Perhaps you have heard of Spirulina? For good reasons, some of you probably take Spirulina supplements every day. You may already know that it makes you feel good; and that it has the benefits of a functional food. Did you know that Spirulina and another bluegreen algae, AFA (Aphanizomenon flos-aquae), are linked to an increase in progenitor cells in your bloodstream? Progenitor cells and adult stem-cells are linked to anti-aging. Adult stem-cells, also known as primitive cells, replace old or damaged cells in our bodies. The results can be an improvement in heart function, improved vision, and other benefits.

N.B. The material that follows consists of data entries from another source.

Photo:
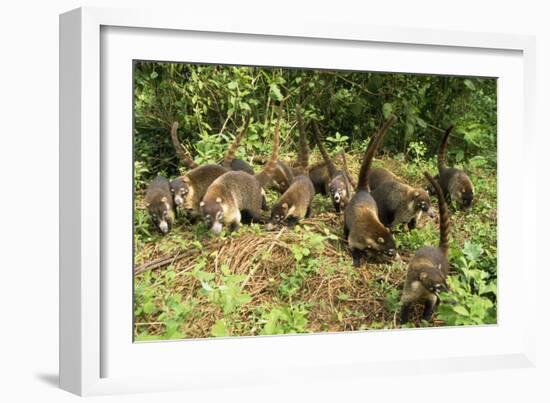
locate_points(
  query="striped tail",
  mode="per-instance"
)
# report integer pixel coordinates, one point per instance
(303, 153)
(363, 180)
(266, 175)
(232, 150)
(187, 161)
(442, 148)
(444, 228)
(317, 137)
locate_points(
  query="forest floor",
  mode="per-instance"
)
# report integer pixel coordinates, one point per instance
(191, 284)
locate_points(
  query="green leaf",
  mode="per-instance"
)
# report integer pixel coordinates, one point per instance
(387, 109)
(460, 310)
(469, 84)
(148, 307)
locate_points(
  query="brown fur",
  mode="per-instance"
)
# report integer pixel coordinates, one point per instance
(159, 204)
(456, 185)
(399, 203)
(362, 228)
(429, 267)
(339, 187)
(295, 203)
(189, 189)
(237, 196)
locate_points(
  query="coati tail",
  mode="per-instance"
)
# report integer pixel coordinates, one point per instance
(442, 148)
(317, 137)
(303, 153)
(232, 150)
(443, 215)
(266, 175)
(187, 161)
(363, 180)
(346, 170)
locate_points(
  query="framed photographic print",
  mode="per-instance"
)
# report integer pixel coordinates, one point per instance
(237, 198)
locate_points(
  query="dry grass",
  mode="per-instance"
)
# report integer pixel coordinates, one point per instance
(336, 296)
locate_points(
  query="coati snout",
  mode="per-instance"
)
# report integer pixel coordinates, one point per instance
(159, 204)
(180, 190)
(339, 193)
(213, 215)
(160, 215)
(421, 200)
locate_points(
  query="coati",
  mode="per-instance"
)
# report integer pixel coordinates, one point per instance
(238, 196)
(377, 176)
(189, 189)
(230, 163)
(362, 227)
(339, 187)
(429, 267)
(295, 203)
(454, 182)
(399, 203)
(159, 204)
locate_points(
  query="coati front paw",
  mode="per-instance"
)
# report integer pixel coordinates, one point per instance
(291, 221)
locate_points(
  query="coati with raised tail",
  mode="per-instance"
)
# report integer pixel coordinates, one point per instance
(454, 182)
(295, 203)
(230, 163)
(362, 227)
(159, 204)
(399, 203)
(429, 267)
(377, 176)
(237, 196)
(339, 187)
(189, 189)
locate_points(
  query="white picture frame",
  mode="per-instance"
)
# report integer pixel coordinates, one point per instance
(97, 355)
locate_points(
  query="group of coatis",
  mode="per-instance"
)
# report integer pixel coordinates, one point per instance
(230, 193)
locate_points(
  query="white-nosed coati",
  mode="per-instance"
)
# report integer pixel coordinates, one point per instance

Spirulina is widely available and it is a really good functional food. AFA is a rare functional food that has some properties that are similar to Spirula and some interesting characteristics that are unique to AFA. Because AFA is rare, hard to grow, and offers many benefits to the human body; I decided to grow AFA in my lab. Over the course of the past three years, I have seen this beautiful bluegreen go from microscopic, translucent, almost invisible particles to organized deep bluegreen colonies of phytoplankton.
There are some interesting things that have occurred over the past several years with AFA. By example, six days ago, I noticed a cluster of dense bluegreen algae, which normally dances around the upper layers of an aquarium was a little pale. The normally long, green, stringy tail had taken on a brownish appearance. This was a sign that the AFA needed more food. Food for AFA comes from the nutrients in the water and from the sunlight. AFA, like Spirulina, draws energy through sunlight and photosynthesis. Given that the lighting in the lab is good, the AFA needed some nutritional media.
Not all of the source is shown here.